The heat of the Iowa-Indiana basketball rivalry has waxed and waned over the years, but it's definitely been getting rekindled in recent seasons -- and Tuesday night's game likely added plenty of fuel to that fire.
Mike Woodson has had plenty to say this season about Fran's on-court behavior, especially in Iowa and Indiana's first meeting, which certainly hasn't sat well in Iowa City. Woodson's own technical late in the game won't bring the sides any closer.
Tony Perkins looked like a man on a mission to demoralize every Indiana player and fan in the building, making play after play — and talking relentlessly through the second half as the Hoosiers' spirits faltered. Perkins wears his confidence as loudly as anyone in the Big Ten, and he made sure everyone knew it tonight.
And then Payton Sandfort went and earned a permanent spot on Indiana fans' hate list.
Sandfort added even more firepower to Iowa's locked-in offense, shooting 5/9 from 3 (5/12 overall) to finish with 16 points. It wasn't just the points and the shots that IU fans will remember with vitriol -- it was the extra flourishes he put on the game. Sandfort celebrated one play emphatically late in Iowa's win:
A few minutes later, Sandfort made his fifth 3-pointer of the game, held a pose -- and blew a kiss to the crowd.
That earned him a technical foul (and an immediate spot on the bench), but honestly? Worth it. Moments like that are the spice that rivalries thrive on. It's also a sign of Sandfort's burgeoning confidence -- he's already shown no fear in taking big shots this season (he took and made the biggest shot of Iowa's season three days ago) and he's showing no fear in becoming the object of ire for an entire fanbase.
BIG TEN TOURNAMENT BOOST
Iowa's ability to finish in the top-four in the Big Ten standings and earn a double-bye in the Big Ten Tournament were fading fast after back-to-back road losses to Ohio State and Wisconsin a week ago. After scoring a combined 201 points in wins over Michigan State and Indiana for back-to-back wins, the Hawkeyes have supercharged their hopes of a top-four finish.
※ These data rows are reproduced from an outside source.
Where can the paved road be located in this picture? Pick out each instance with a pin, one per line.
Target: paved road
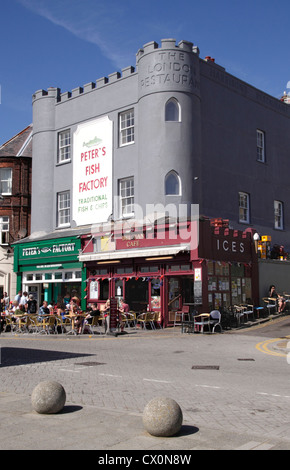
(233, 389)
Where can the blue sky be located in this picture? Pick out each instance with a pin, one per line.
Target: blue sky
(68, 43)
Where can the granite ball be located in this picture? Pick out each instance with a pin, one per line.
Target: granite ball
(48, 397)
(162, 417)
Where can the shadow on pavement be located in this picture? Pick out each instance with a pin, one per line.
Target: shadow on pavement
(20, 356)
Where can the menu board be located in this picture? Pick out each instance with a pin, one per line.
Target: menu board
(114, 314)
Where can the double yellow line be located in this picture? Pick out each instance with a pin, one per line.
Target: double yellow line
(264, 347)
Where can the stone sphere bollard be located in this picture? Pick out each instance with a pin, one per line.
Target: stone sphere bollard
(162, 417)
(48, 397)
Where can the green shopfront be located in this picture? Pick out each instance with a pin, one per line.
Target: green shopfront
(50, 269)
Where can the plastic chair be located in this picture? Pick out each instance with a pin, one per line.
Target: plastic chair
(146, 318)
(9, 324)
(200, 321)
(131, 319)
(188, 325)
(157, 319)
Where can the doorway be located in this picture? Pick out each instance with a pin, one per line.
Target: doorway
(136, 294)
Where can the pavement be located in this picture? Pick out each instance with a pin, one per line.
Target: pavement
(109, 380)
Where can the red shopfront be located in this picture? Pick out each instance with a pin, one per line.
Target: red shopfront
(165, 273)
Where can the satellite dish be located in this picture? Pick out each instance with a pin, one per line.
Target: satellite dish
(22, 233)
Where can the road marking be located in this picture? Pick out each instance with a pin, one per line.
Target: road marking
(208, 386)
(253, 445)
(159, 381)
(263, 347)
(111, 375)
(273, 395)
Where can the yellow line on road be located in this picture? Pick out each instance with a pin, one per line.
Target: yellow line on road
(263, 347)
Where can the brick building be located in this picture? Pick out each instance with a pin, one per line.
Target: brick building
(15, 202)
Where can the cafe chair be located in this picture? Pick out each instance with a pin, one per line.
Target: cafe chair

This win improved Iowa to 11-8 in Big Ten games and tied them with Indiana for fifth place in the standings. Except Iowa is 2-0 against the Hoosiers this year, which gives them the head-to-head tiebreaker. Iowa also has head-to-head tiebreakers with two teams right below them in the standings (Rutgers and Illinois) and two teams above them in the standings (Maryland and Michigan). The Hawkeyes are also 1-1 against another team ahead of them in the standings (Northwestern).
If Iowa beats Nebraska in its regular season finale on Sunday, the Hawkeyes will finish the regular season at 12-8. In order to keep Iowa out of a top-four finish, Maryland, Michigan, and Northwestern would all have to win out, given Iowa's tiebreaker strength.
Maryland: at Ohio State (3/1), at Penn State (3/5)
Michigan: at Illinois (3/2), at Indiana (3/5)
Northwestern: Penn State (3/1), at at Rutgers (3/5)
All three teams have some difficult opponents remaining (especially Michigan) -- and five of those six games are on the road. The odds of all three teams running the table seems... slim.
Iowa wraps up the regular season at home against Nebraska on Sunday, March 5 at 1 PM CT. BTN will televise the game. Nebraska is 15-14 overall and 8-10 in the Big Ten as of this writing.